Неразличимость мужского-женского в красоте здоровой, спортивной юности подчеркнута не раз, в том числе при первом появлении на сцене романа Володи Макарова:
«‹…› держа котомку в руке, ‹…› застенчивый, чем-то похожий на Валю ‹…›» (55).
На поверхности текста объяснение есть – они сближены тем, что оба – молодые, значит, люди нового мира («Он совершенно новый человек», как говорит Бабичев о Володе, 21). Очарование девушки для Кавалерова открыто в тексте, очарование юноши запрятано в более глубоких его слоях.[79]79
Внимание к этого рода чувствам присутствует в известных записях Олеши: он говорит о романе А. Толстого «Петр I» «с описаниями мужчин, как если бы их делал педераст, и описаниями женщин, сделанным именно Дон Жуаном» (Олеша Ю. Книга прощания. М., 1999. С. 122); о Валентине Стениче – «На мой взгляд, он был красив, но, по всей вероятности, только той красотой, которую признают мужчины» (там же, с. 233).
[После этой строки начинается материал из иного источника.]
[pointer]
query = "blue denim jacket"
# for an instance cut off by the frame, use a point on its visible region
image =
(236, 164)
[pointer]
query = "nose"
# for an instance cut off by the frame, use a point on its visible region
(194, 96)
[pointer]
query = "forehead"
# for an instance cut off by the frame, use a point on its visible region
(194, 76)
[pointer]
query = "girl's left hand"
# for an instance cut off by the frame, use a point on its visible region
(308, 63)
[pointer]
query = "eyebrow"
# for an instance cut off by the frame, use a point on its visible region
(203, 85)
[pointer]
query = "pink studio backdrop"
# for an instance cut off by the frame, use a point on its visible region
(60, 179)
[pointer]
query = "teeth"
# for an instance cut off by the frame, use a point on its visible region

[Закрыть] Бисексуальная эротическая составляющая еще глубже – там, где сам автор равно любуется, вместе со своим героем, и юношеским и девичьим спортивным телом.
Но в обоих случаях перед читателем – не сексуальное устремление, а заведомая недостижимость, отодвинутость на неопределенное будущее – скажем, на время взросления и созревания Вали.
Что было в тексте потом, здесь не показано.